Friday, September 6, 2013

What makes a home HOME?

I posted a link from buzzfeed on my Facebook earlier and it got me thinking about home, and what it means for a place to be home. 

Facebook says my hometown is Grand Forks, ND because I was born on the Air Force base there, but we lived in anonymously drab base housing, and went to base schools.  I don't remember much of it besides having a blast in the snow and playing hockey on any scrap of ice we could find.  Oh, and my older brother got his picture in the paper once for winning a speed skating competition.

My parents are both from the south, and we got a pretty thoroughly southern upbringing both before and after they split.  We were probably the only family on base eating homemade boiled peanuts thanks to my dad's GA upbringing.

You could make the case that either Atlantic coastal Florida or Biloxi, MS could be my hometown because I split time between the two during my school years.  I guess if you put a gun to my head I'd say I "grew up" in Florida, since I went to elementary and finished high school there.

There was my detour out to Los Angeles, which was a lot of fun, and a great experience, but is not home...no matter how much I want to hijack a plane and hit Hop Louie for Chinese or grab a Tommy's chiliburger from time to time.

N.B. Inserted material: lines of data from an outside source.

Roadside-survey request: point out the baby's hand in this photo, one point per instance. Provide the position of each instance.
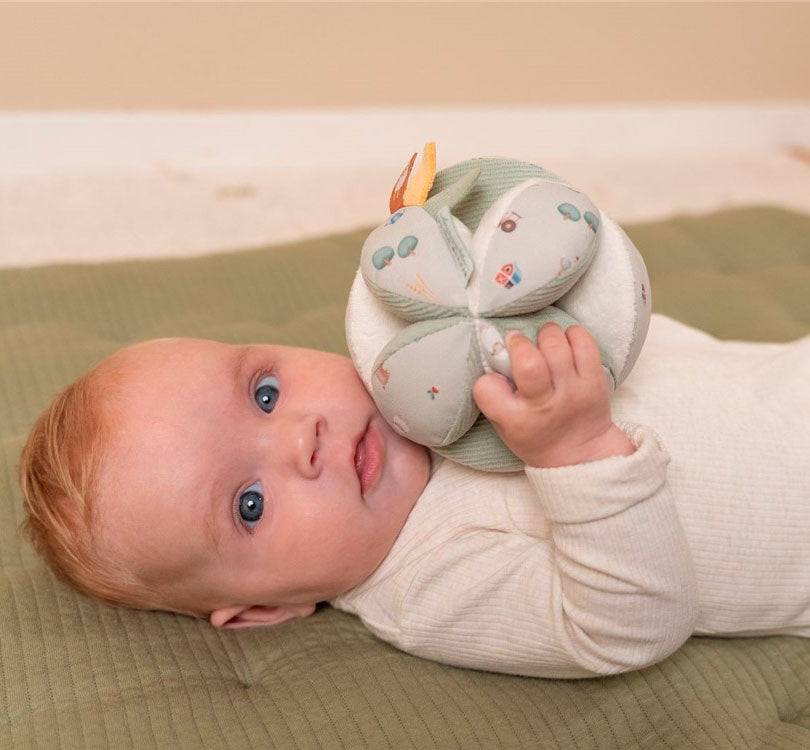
(560, 413)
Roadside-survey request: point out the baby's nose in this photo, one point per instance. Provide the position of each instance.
(306, 436)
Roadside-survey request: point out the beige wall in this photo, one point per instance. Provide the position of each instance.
(243, 55)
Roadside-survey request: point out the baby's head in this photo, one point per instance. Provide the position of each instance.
(216, 480)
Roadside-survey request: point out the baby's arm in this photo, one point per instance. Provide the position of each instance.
(605, 586)
(559, 414)
(614, 586)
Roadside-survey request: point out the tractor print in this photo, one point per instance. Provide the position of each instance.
(509, 275)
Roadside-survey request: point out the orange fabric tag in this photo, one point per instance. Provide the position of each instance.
(414, 192)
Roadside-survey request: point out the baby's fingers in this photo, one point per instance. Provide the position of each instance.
(587, 359)
(529, 368)
(495, 398)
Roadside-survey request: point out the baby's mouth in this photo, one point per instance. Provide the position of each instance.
(368, 458)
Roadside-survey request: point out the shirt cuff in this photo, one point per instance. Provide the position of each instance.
(599, 489)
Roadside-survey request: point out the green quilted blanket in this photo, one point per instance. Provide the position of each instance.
(74, 673)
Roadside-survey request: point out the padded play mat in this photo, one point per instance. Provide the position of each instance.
(74, 673)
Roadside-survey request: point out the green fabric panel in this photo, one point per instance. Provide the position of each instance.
(412, 309)
(497, 176)
(77, 674)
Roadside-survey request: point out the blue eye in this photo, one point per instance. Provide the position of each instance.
(266, 393)
(251, 505)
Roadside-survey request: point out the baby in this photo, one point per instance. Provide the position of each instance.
(246, 484)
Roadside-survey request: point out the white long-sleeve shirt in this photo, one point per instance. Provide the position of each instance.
(611, 565)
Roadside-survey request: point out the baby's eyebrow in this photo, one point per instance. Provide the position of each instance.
(213, 529)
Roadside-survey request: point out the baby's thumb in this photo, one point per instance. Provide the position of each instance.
(494, 395)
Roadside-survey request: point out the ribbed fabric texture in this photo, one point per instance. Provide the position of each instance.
(611, 565)
(76, 674)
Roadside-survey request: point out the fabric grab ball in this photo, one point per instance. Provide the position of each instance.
(497, 245)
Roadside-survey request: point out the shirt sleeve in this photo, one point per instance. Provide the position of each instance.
(612, 589)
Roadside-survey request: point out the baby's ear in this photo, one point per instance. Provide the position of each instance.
(258, 615)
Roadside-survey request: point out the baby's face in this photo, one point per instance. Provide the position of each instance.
(231, 474)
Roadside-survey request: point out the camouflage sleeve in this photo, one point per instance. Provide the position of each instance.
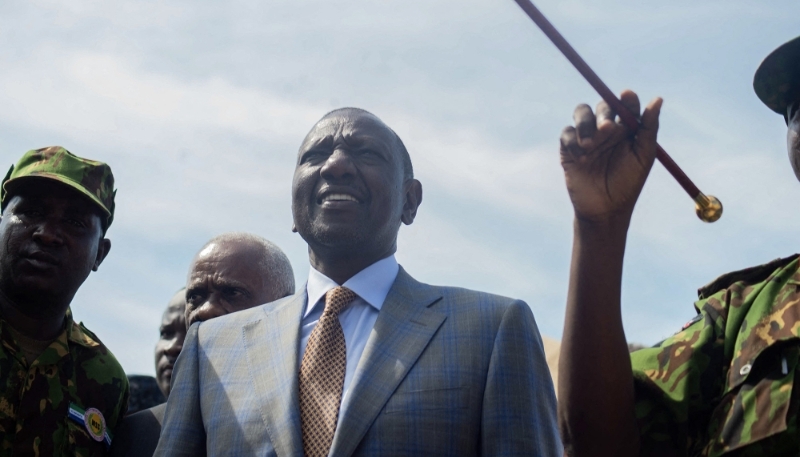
(677, 381)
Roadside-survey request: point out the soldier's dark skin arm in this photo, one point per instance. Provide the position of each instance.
(51, 238)
(605, 170)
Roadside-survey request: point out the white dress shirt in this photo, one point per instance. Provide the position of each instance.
(371, 286)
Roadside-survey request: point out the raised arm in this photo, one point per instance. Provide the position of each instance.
(605, 169)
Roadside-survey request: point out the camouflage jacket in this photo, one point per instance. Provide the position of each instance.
(726, 384)
(67, 402)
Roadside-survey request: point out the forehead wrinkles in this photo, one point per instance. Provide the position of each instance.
(351, 132)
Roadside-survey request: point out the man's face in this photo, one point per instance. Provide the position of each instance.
(793, 136)
(50, 239)
(170, 343)
(348, 190)
(224, 278)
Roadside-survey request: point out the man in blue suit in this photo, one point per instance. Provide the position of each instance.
(364, 360)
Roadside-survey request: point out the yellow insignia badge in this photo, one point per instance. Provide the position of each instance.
(95, 423)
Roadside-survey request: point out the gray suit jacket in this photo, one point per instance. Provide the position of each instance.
(446, 371)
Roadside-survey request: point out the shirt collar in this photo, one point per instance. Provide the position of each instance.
(372, 284)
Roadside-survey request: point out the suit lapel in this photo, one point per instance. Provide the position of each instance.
(271, 345)
(403, 329)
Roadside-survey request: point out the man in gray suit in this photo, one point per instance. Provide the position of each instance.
(363, 360)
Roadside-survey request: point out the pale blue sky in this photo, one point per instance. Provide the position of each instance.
(199, 107)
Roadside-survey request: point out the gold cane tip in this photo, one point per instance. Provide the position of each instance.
(708, 208)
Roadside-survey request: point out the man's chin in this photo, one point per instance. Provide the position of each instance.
(336, 237)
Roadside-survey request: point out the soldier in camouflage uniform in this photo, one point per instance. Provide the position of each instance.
(61, 391)
(728, 383)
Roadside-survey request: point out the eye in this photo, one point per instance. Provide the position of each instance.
(193, 298)
(315, 156)
(28, 211)
(76, 223)
(233, 292)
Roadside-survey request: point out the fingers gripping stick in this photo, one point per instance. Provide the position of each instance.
(708, 208)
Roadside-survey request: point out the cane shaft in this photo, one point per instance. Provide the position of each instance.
(629, 119)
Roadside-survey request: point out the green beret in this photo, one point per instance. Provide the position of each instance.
(91, 178)
(777, 80)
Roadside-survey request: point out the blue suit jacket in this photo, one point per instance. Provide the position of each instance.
(446, 372)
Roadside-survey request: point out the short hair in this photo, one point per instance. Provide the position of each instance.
(273, 262)
(408, 168)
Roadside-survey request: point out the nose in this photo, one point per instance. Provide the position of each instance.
(175, 346)
(339, 165)
(48, 232)
(208, 310)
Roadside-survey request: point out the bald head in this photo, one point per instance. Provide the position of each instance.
(233, 272)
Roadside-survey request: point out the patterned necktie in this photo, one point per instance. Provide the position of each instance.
(322, 375)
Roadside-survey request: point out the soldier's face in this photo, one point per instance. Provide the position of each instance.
(170, 342)
(348, 190)
(793, 136)
(50, 240)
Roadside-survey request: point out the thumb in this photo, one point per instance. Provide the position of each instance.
(648, 131)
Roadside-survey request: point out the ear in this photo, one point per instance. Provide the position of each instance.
(103, 247)
(413, 198)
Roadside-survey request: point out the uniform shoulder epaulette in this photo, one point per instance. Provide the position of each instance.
(750, 275)
(88, 332)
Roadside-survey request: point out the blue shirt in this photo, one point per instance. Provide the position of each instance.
(371, 286)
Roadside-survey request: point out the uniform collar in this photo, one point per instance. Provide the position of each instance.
(372, 284)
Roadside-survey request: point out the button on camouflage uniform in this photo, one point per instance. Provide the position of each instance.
(727, 384)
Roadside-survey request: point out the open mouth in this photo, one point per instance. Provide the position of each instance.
(43, 259)
(336, 197)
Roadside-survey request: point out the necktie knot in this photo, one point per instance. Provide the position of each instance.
(337, 299)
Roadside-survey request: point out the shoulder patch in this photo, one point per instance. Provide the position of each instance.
(697, 318)
(751, 275)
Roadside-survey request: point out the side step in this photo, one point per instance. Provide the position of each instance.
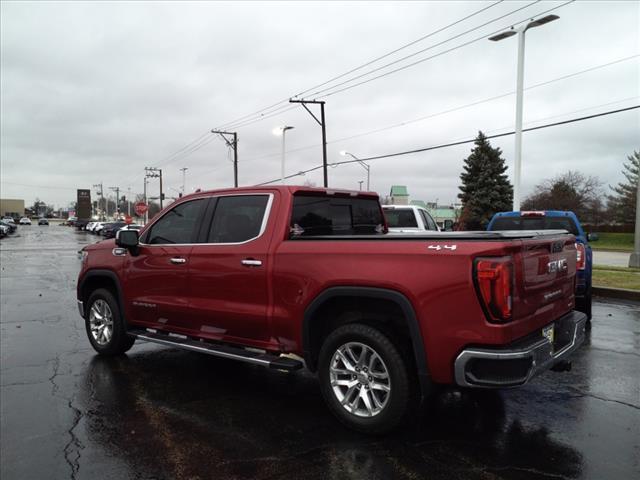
(218, 350)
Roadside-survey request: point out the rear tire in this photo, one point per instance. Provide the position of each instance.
(105, 325)
(364, 379)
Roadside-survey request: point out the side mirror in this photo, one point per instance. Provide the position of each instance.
(448, 225)
(127, 239)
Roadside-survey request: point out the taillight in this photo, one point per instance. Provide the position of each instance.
(581, 257)
(494, 278)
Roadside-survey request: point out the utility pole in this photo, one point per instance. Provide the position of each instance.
(323, 124)
(634, 259)
(151, 172)
(184, 171)
(100, 193)
(144, 194)
(233, 144)
(117, 190)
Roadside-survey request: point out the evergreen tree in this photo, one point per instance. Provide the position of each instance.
(485, 187)
(623, 205)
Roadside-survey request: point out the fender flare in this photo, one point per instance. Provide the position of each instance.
(116, 281)
(378, 293)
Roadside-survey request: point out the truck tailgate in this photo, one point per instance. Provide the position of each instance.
(547, 267)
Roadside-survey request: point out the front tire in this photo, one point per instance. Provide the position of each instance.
(364, 379)
(105, 325)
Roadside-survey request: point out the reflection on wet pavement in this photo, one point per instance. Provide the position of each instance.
(166, 413)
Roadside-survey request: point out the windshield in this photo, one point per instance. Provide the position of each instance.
(535, 223)
(400, 218)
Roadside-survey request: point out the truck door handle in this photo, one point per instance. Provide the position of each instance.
(250, 262)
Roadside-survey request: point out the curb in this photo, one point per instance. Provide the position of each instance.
(620, 293)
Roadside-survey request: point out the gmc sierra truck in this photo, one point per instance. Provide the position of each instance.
(289, 277)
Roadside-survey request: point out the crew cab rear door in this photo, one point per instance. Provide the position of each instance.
(228, 272)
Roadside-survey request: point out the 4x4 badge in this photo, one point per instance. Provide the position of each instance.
(440, 247)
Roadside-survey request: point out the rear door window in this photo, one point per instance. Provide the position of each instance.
(238, 218)
(321, 215)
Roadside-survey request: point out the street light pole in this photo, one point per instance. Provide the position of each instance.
(634, 259)
(184, 171)
(364, 165)
(519, 97)
(282, 130)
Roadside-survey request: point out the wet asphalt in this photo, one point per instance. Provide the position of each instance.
(163, 413)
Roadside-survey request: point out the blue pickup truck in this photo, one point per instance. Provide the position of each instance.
(556, 220)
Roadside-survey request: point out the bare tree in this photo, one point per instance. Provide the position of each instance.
(571, 191)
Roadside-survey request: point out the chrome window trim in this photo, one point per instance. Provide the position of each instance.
(263, 226)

And then there's New Orleans.   I came over here to visit and party more times than I can count when I lived in Biloxi.  I wasn't born here.  I didn't go to school here.  I don't have a yat accent, although I have since learned to speak it (dont pahk ya car up on the neutral ground dawlin, they writin tickets for dat this yeah!).  I had to hammer the NOLA slang out of my vocabulary when I moved from LA to L.A. rather than keep explaining what I meant when I said I wanted my sandwich dressed or my coffee regular, but I make no claim to being a native.  For the record, it took about six minutes for all that NOLA slang and then some to come back when I got back to the area.  I will also confess that when I first moved to the gulf coast (in Biloxi) that I absolutely hated the Saints with a passion.  It was the pre-internet/sunday ticket/sports bar/every game on TV days.  I didn't hate them for being the Saints-I hated them because I was lucky to get two Dolphins games a season out of market back then.  Eventually, around 1999 or 2000, thanks to Buddy D and a thoroughly likeable bunch of players, I finally admitted that I had become a Saints fan.  They promptly went 3-13 and I got a small taste of the then-30 year heartbreak. 

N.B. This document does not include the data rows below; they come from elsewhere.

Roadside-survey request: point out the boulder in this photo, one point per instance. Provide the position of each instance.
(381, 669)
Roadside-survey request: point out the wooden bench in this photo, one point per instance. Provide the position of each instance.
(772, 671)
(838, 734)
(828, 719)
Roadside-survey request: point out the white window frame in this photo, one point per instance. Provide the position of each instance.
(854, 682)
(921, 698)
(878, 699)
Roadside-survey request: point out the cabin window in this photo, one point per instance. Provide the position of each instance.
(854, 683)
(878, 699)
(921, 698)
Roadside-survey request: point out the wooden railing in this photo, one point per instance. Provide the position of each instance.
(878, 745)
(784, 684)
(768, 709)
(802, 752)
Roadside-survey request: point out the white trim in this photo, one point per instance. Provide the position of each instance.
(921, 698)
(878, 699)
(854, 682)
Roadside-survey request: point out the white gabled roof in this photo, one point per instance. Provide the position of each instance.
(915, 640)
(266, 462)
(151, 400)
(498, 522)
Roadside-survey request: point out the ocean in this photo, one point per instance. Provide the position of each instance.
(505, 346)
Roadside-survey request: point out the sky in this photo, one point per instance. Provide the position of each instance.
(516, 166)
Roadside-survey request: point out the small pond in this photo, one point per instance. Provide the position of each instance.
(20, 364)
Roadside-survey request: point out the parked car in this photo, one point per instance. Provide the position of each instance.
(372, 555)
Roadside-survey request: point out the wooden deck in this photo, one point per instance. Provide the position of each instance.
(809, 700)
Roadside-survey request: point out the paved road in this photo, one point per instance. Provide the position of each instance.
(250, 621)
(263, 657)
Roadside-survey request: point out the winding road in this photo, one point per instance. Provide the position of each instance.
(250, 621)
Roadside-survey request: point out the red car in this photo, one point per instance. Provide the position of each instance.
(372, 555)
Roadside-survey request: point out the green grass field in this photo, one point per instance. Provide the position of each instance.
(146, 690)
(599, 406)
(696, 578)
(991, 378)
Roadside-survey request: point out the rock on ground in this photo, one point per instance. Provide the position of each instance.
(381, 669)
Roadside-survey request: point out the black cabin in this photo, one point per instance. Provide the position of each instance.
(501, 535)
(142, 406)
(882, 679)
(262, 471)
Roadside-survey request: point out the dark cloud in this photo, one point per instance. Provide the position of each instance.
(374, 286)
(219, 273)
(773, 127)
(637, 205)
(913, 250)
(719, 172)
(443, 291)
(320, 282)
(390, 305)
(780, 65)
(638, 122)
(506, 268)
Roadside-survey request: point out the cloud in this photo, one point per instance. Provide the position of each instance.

At this point, I have lived in New Orleans longer than any other place.  This city makes me completely insane.  Its dirty, crime-ridden, corrupt, the roads/schools/drainage are terrible, and full of some of the most ignorant bastards you could ever meet in your life.  At the same time its welcoming, culturally relevant, vibrant, accepting, colorful, booming, and full of some of the most wonderfully awesome warm, loving people (including some of those same ignorant bastards) you could ever even begin to hope to meet.  I've been around long enough to join in with Benny Grunch on some, though not that many, of the verses of "Ain't there no mo!"  I was here for K&B and Schwegman's.  I remember the Maison Blanche.  I remember the wave of places that never came back from Katrina.  I'll never be a native, but we've done some time, this city and I.

In the wake of That Bitch Katrina, I took a job in inland South Carolina, up by the Blue Ridge Mountains.  Two weeks after I got there the trees turned for the fall and it was all sweeping vistas exploding with color.  It was clean, quiet, people were super nice, the streets were smooth, you didn't get panhandled at every intersection by batshit crazy homeless people in tights and shrimp boots...and I was absolutely miserable.  I was so homesick I would have happily accepted a short stint in prison for a hot sausage poboy and a pineapple Big Shot or to have someone ask me "Where y'at behb?"  I don't know if it says more about me or New Orleans that when I was in a situation where I landed in a good job in a "normal" city that all I could think about was getting back down here.

In the end though, I think your hometown has a lot more to do with where you feel like you, rather than geographics or demographics.  I love the time I get to spend with branches of my family in different places, but there's always something that clicks into place when I come back across the twin spans and I see the skyline off in the distance.  THIS is home.